Concurrent with the execution of this Agreement you, the Company and Logitech have terminated the Change of Control Severance Agreement between the Company, Logitech and you dated effective January 25, 2006. 
 (c) No Duplicate Payments. In the event that any amounts become payable to you under the New Change of Control Agreement, or any
successor agreement, the aggregate amount of any amounts payable to you under Section 5(b) of this Agreement will be reduced, but only to the extent necessary so as to prevent the duplication of severance payments to you. 
 7. Confidential and Proprietary Information. As a condition of your employment, you signed the Company’s standard form of employee
confidentiality and assignment of inventions agreement and this remains in effect. 
 8. Severability. If any provision of this
Agreement is deemed invalid, illegal or unenforceable, such provision shall be modified so as to make it valid, legal and enforceable, and the validity, legality and enforceability of the remaining provisions of this Agreement shall not in any way
be affected. 

 Gerald P. Quindlen 
 January 28, 2008 
  Page
 4
 
  

 9. Assignment. In view of the personal nature of the services to be performed under this
Agreement by you, you cannot assign or transfer any of your obligations under this Agreement. 
 10. Entire Agreement. This Agreement
and the agreements referred to above constitute the entire agreement between you and the Company regarding the terms and conditions of your employment, and they supersede all prior negotiations, representations or agreements between you and the
Company regarding your employment, whether written or oral. 
 11. Modification.

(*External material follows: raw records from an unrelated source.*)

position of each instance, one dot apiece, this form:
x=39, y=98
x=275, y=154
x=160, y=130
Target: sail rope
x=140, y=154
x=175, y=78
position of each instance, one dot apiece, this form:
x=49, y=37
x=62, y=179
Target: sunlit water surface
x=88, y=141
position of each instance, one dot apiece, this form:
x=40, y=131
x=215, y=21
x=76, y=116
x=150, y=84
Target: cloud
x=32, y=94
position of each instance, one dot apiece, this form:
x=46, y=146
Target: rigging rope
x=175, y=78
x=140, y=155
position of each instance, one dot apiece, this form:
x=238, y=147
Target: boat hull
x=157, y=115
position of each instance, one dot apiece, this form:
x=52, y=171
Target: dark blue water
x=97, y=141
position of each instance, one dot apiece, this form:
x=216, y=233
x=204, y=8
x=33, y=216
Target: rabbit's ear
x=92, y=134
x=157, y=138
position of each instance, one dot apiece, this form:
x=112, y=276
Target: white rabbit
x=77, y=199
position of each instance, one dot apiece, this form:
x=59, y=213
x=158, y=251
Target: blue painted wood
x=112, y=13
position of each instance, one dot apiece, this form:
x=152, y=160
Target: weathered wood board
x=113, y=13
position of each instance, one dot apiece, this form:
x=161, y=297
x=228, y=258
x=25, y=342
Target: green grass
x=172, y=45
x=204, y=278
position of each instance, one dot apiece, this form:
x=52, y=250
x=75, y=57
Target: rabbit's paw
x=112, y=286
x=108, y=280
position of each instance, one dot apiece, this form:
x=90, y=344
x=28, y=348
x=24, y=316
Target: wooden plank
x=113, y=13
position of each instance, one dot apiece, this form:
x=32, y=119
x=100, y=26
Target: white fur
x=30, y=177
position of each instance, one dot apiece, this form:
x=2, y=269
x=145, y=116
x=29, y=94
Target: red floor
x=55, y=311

This Agreement may only be modified or amended by a
supplemental written agreement signed by you and an authorized representative of the Company. 
 Jerry, we are excited about your new role.
Please sign and date this letter on the spaces provided below to acknowledge your acceptance of the terms of this Agreement. 
  

			
	Logitech Inc.
		
	By:	 	/s/ Guerrino De Luca
	Guerrino De Luca
	Title: Chairman of the Board

  

			
		
	By:	 	/s/ Catherine Valentine
	Catherine Valentine
	Title: VP, General Counsel

 EMPLOYEE: 
  

	
	
	/s/ Gerald P. Quindlen
	Gerald P. Quindlen

 EXHIBIT A 
 Duties and Authority 
  

	 	•	 	 President and Chief Executive Officer of the Company. 

  

	 	•	 	 President and Chief Executive Officer of Logitech, with primary responsibility for the supervision of Logitech’s investment in its subsidiaries.

  

	 	•	 	 Such other duties and responsibilities as may be determined from time to time by the Board.